We had the opportunity to query Skyler Golden, the man behind the arthropod, a bit about his thoughts on pushing his musical endeavors forward.
We also had a chance to sit down with Blake Oakes - Skyler’s manager and the creative mind behind the LightsOut series.
JADE CICADA - Q & A
Hey Skyler, thanks for the opportunity to pick your brain a little bit. We’ve got a few questions to ask to get a better perspective on the Jade Cicada project:
The Rust: What other mediums of art interest you? Do you practice any art form other than music?
I’d say movies/tv shows and video games (the soundtracks and sound effects) interest me the most. I’m intrigued by all forms of art but those are definitely the ones I gravitate to for inspiration. I was never really one to be inspired by a piece of still art or anything, but I think it would be something worth trying out some time. I have a ton of respect and admiration for illustrators and graphic designers because I’m pretty useless in that category haha. Guys like Beeple and FuniLab and Kilian Eng are a few examples of still art artists that I really admire. I mess around with illustrator and photoshop from time to time (that’s how I made my logo and font) but that’s more of a hobby.
The Rust: What are some non-musical influences that have shaped your musical direction + musical career?
I mean, I think every life experience you have ends up being an influence in one way or another. The loved ones I’ve lost are a huge influence for example. The hardships I’ve endured and the happiest moments of my life are influences. Byte Evaders is an anagram for “Best Day Ever,” and I made that the day after I opened for one of my favorite all time producers, Tipper. On the other side, I made the song Lost Again in memory of my Father who passed away which is an anagram for “Nostalgia.”
The Rust: What kind of capabilities would you like to program into your live sets in the future? Do you have a particular vision for how you would like to present/perform your music?
I’m relatively inexperienced when it comes to live performace. I’ve only been doing this about 2 years and I’ve only done about 50 shows. Right now I’m just trying to get really good at constructing great sets. I think I’m getting better at it and like to think each show I do is better than the last. In terms of the future, I’m planning on incorporating stem mixing to some degree in my sets, and possibly even controlling my own visuals. These things take a lot of time, especially on top of trying to produce new music, so don’t expect to see any of that soon, but it’s definitely a goal of mine.
The Rust: Are there particular styles/soundscapes you would like to pursue musically other than your current direction?
It’s not a popular one, but I love ambient music. Tipper’s sunrise set at his festival in Suwannee was my favorite set of the weekend and I’d love to explore that style of music more. I’d love to see my peers explore that style more as well. I think we all need a break from slamming kicks and snares from time to time and just focus on the atmosphere and textures possible in more mellow music. The only problem is that the average listener falls asleep to this stuff and nobody dances to it haha. It’s definitely an underappreciated artform that has so much room for experimentation and development. I’d also love to mess with some more “IDM” style stuff, but damn that drum programming can be such a pain haha.

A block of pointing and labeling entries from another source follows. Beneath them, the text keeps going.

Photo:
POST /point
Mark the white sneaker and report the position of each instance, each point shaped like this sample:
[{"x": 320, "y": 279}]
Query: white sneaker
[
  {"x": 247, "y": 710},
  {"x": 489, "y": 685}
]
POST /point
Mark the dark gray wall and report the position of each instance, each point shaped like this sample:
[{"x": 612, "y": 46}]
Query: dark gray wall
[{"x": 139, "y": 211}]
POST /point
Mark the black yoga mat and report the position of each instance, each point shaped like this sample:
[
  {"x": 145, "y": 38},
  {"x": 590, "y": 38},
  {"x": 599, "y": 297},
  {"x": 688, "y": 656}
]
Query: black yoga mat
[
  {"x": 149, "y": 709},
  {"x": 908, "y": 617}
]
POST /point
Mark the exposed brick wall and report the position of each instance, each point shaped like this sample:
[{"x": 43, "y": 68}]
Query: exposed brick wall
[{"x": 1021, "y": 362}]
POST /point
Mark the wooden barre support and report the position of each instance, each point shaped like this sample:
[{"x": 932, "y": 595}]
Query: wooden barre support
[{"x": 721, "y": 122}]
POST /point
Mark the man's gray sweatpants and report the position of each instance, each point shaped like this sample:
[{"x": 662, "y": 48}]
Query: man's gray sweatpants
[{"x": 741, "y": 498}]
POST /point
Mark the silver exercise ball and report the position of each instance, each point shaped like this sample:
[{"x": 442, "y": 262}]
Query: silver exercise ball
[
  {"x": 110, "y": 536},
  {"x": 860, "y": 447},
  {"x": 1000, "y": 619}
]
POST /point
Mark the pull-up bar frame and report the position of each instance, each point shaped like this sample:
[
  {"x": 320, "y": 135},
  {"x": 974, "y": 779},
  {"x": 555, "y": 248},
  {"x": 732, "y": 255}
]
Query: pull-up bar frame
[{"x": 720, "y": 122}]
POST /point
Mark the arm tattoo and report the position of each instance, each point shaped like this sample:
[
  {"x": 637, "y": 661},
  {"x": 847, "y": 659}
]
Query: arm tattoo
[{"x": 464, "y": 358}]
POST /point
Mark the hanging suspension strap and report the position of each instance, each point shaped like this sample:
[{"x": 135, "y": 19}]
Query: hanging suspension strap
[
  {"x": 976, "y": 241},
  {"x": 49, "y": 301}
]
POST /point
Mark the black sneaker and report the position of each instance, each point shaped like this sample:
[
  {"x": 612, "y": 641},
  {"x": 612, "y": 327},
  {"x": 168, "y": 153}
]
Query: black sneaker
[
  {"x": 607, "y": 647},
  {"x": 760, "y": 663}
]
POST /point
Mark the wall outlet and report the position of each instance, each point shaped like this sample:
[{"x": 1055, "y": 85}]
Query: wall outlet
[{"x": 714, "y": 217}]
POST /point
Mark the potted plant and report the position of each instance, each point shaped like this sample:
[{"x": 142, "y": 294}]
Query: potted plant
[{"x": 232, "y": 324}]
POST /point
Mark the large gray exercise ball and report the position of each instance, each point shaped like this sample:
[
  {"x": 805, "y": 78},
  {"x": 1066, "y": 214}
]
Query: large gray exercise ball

The Rust: Do you have a concept in mind for a full Jade Cicada Production? Anything you might be particular towards in curating the best rendition of a Jade Cicada concert?
Not really a concept, just some ideas. The thing I care most about now is playing shows with good speakers (Funktion One, Hennessey Sound Design, Danley Sound Labs, etc), and playing venues that are acoustically treated properly. Sound is everything to me, and I want my listeners to hear my music the same way I hear it in my studio. I think the obvious things like some dedicated notable live projection visual artists would be great. I love Amon Tobin’s ISAM 2.0 stage setup. Something like that might be really cool but if/when that happens is questionable. I think what we did in Atlanta was a good starting point in terms of visual mapping, projection, and stage construction, but a solidified concept is a little ways down the road.
BLAKE OAKES - Q & A
Blake, thanks for taking the time to chat with us and give us some insight on the Lights Out concept. We've got a few questions for you:
The Rust: So, can you tell us a little bit about the idea behind Lights Out, and what inspired it?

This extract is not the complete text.